IATI / js-validator-api

Pure JavaScript IATI validator implementation
GNU Affero General Public License v3.0
1 stars 1 forks source link

The Validator produces an error for valid IATI XML files that have CR as the line feeds #546

Closed simon-20 closed 8 months ago

simon-20 commented 8 months ago

Brief Description The Validator gives an error code for any file that contains a CR character as a line feed. This occurs for files which use CR exclusively as the line feeds, and also for files that have mixed line feeds.

XML which contain a single CR character as the newline are, it would seem, valid, because using a single CR character was what old Macs used to do. The XML specification says that XML parsers must normalise line feeds to a single LF character.

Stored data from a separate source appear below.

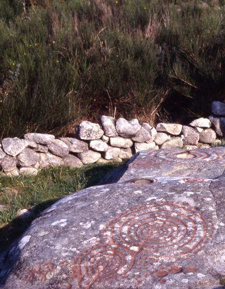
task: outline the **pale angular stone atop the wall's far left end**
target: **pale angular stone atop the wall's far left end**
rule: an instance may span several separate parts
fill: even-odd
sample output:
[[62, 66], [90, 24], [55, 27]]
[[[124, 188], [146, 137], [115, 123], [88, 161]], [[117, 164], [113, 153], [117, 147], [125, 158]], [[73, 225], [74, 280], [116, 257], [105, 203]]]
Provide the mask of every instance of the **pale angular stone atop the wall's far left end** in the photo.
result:
[[28, 142], [25, 139], [19, 139], [18, 137], [6, 137], [2, 139], [1, 145], [5, 153], [15, 156], [28, 146]]

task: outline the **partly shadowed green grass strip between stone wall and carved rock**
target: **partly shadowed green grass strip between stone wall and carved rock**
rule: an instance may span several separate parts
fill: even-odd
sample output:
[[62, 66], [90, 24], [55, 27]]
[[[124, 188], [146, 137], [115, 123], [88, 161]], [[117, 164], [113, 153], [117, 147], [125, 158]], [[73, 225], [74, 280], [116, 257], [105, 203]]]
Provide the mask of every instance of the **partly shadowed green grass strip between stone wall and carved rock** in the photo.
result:
[[[81, 168], [48, 166], [36, 176], [0, 176], [0, 205], [7, 207], [0, 209], [0, 252], [45, 208], [70, 193], [95, 185], [117, 165], [92, 164]], [[31, 213], [25, 220], [16, 215], [24, 208]]]

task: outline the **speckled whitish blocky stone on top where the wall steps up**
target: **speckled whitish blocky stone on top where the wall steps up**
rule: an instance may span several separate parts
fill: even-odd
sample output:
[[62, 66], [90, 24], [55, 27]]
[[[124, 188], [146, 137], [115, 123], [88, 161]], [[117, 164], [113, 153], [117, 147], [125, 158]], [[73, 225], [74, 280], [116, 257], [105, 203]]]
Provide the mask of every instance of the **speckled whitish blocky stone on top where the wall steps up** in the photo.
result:
[[82, 121], [76, 126], [77, 136], [80, 139], [98, 139], [104, 134], [100, 125], [90, 121]]

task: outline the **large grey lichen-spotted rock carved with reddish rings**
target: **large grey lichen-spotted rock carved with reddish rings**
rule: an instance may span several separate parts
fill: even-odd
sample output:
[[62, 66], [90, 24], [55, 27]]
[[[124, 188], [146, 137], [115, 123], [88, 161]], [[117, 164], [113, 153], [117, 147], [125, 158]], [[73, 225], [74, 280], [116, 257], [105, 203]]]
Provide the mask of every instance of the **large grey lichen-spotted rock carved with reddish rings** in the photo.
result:
[[[218, 177], [213, 177], [214, 171], [209, 177], [208, 170], [198, 176], [149, 175], [148, 168], [144, 174], [131, 161], [121, 182], [90, 187], [59, 200], [10, 247], [1, 265], [0, 288], [223, 288], [225, 160], [221, 151], [197, 150], [192, 157], [199, 158], [200, 164], [208, 159], [204, 169], [214, 163], [221, 172]], [[138, 157], [154, 153], [137, 155], [135, 166]], [[156, 158], [163, 162], [161, 155], [168, 155], [165, 161], [175, 158], [176, 162], [178, 154], [183, 161], [183, 153], [186, 150], [164, 154], [159, 150]]]

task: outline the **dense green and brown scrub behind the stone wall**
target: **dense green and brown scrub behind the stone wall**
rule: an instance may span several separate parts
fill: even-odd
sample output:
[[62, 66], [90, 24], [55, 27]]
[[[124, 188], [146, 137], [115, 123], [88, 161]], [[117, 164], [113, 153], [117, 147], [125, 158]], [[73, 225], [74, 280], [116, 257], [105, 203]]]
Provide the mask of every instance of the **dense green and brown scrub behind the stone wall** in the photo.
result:
[[1, 0], [0, 138], [185, 124], [225, 92], [224, 0]]

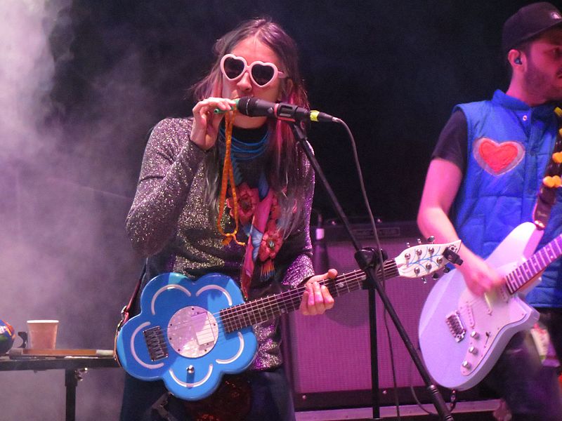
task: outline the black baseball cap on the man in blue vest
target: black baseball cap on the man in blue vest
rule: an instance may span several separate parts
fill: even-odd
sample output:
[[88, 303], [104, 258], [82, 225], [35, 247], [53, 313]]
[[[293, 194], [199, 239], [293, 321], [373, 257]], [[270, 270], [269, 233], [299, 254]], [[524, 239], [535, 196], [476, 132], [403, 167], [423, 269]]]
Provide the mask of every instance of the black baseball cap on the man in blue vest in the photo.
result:
[[507, 54], [511, 48], [561, 24], [562, 13], [546, 1], [524, 6], [504, 23], [502, 51]]

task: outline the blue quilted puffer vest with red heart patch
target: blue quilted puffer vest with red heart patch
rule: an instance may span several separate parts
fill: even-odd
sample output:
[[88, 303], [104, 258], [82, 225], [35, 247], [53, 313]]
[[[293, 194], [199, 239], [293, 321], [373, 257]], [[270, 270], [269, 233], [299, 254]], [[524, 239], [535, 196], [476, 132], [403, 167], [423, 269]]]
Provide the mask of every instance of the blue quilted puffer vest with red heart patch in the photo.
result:
[[[521, 222], [532, 221], [537, 192], [556, 140], [554, 107], [528, 107], [496, 91], [490, 101], [462, 109], [468, 125], [466, 174], [452, 206], [452, 221], [467, 247], [487, 258]], [[540, 246], [562, 229], [562, 192]], [[514, 256], [514, 260], [517, 256]], [[527, 295], [537, 307], [562, 307], [561, 260]]]

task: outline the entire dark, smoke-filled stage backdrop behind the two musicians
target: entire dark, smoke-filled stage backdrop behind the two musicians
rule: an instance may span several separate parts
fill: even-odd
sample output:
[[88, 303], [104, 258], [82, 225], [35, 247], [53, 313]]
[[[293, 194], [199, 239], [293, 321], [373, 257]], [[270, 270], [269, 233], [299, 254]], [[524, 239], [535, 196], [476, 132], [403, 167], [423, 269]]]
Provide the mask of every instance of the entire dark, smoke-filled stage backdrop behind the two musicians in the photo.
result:
[[[58, 347], [112, 347], [141, 269], [124, 219], [148, 132], [190, 114], [189, 86], [240, 20], [270, 15], [294, 37], [312, 107], [348, 123], [374, 214], [398, 222], [415, 219], [452, 107], [507, 88], [501, 26], [527, 3], [1, 1], [0, 319], [59, 319]], [[344, 210], [364, 220], [343, 128], [308, 134]], [[334, 217], [321, 187], [314, 207]], [[86, 375], [78, 419], [117, 419], [122, 376]], [[2, 420], [60, 420], [63, 403], [62, 372], [0, 373]]]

So, this bug would seem to suggest that the XML parsers being used are not standards compliant.

The files are initially processed with xmllint, and xmllint seems to handle things correctly.

However, the libxmljs2 library throws an error for files containing single CR line feeds.

The exact error returned depends on where the single CR line feed comes in the file. As a result, the HTTP error status returned by the Validator when encountering these files also varies. Mostly commonly it is 400, but sometimes it is 422.

This problem came to light because many/most of UNICEF's files have both CRLF and single CR newline sequences in them.

Severity Critical

Issue Location The problem code is in validatorServices.js, but it is the libxmljs2 library used by this code that is the root cause of the problem.

Steps to Reproduce Get a valid IATI XML file, and alter it so that at least one of the new line sequences is a single CR character. Then post it to the Validator.

You will likely see a 400 error.

simon-20 commented 8 months ago

This turned out not to be a problem with the Validator, but a bug in curl. curl has a bug which means it doesn't POST files with CR line endings in them properly, unless the --data-binary flag is used. Without that flag, curl will truncate the file in ways which usually mean it stops being valid XML, and this is why the Validator was returning 400. (CR line endings are valid in text files, including XML files: https://www.w3.org/TR/REC-xml/#sec-line-ends).